16) Le 31 mars 2022, A______ a informé la chambre de céans que malgré le recours, des pelles mécaniques étaient à l’œuvre sur la parcelle litigieuse. Elle produisait des photos prises le jour même et sollicitait des mesures superprovisionnelles afin qu’il soit ordonné à toute entreprise de cesser toute intervention jusqu’à droit jugé sur le fond du recours.

17) Par mesures superprovisionnelles du 31 mars 2022, la chambre administrative a ordonné l’arrêt des travaux.

18) Le 1er avril 2022, un inspecteur de l’office des autorisations de construire a confirmé l’arrêt du chantier et l’a déclaré exécutoire nonobstant recours. Il pouvait faire l’objet d’un recours devant le TAPI dans les dix jours dès sa notification.

19) Par acte du 25 avril 2022, A______ a interjeté recours contre la décision du Conseil d’État du 16 mars 2022. Elle a conclu à « l’admission du recours ». Subsidiairement, la chambre de céans devait constater que le DT avait violé l’art. 22 al. 1 let. b RPMNS et inviter le département à soumettre la demande de classement à la CMNS.

Selon la disposition précitée, la consultation de la CMNS était obligatoire. Or, la demande de classement ne lui avait pas été soumise. Les bâtiments présentaient un intérêt certain sur le plan patrimonial, justifiant une telle mesure.

La cause a été inscrite sous les références A/1291/2022.

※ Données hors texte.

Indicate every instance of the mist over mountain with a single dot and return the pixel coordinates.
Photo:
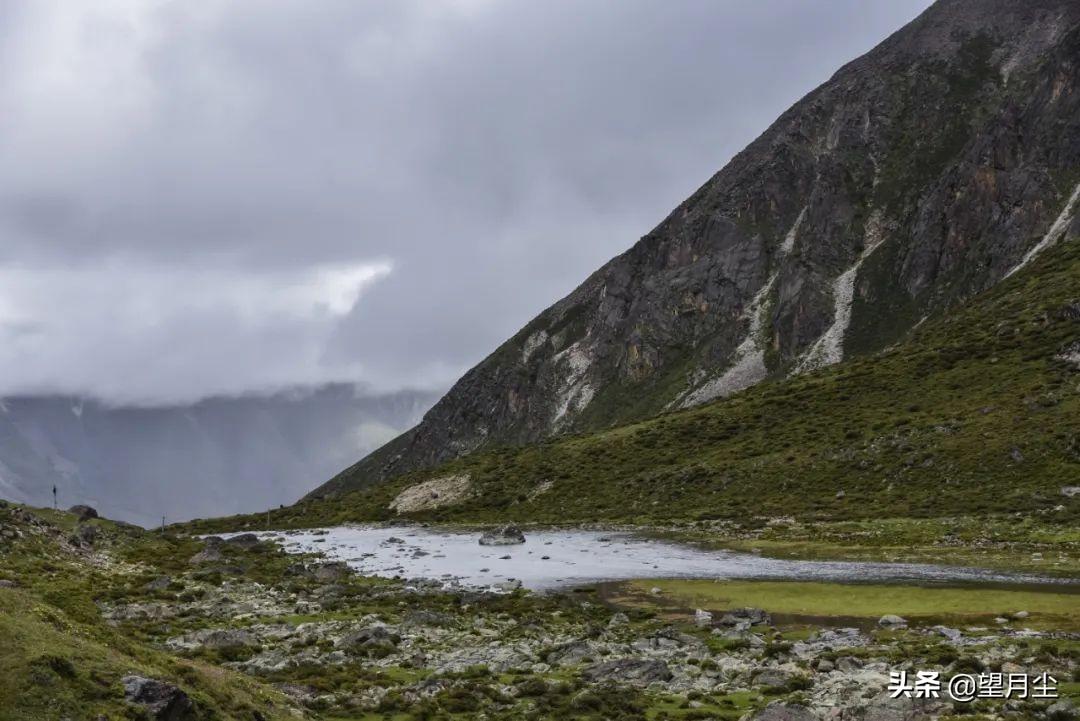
(185, 461)
(918, 175)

20) À la demande de la chambre de céans, la A______ a transmis la décision litigieuse et des pièces. Une pétition en faveur du maintien de N______ avait recueilli plus de 800 signatures. Une question écrite avait été déposée par un député auprès du Conseil d’État sur la manière dont celui-ci avait géré ce dossier. N______ présentait un triple intérêt : historique, architectural/artistique et urbanistique.

21) Le DT a conclu à l’irrecevabilité du recours, subsidiairement à son rejet.

L’objet du litige était circonscrit au seul bien-fondé du refus d’entrer en matière sur la demande de classement. La recourante n’expliquait pas en quoi celui-ci n’était pas fondé. En l’absence de conclusions et de motivation suffisante, le recours devait être déclaré irrecevable.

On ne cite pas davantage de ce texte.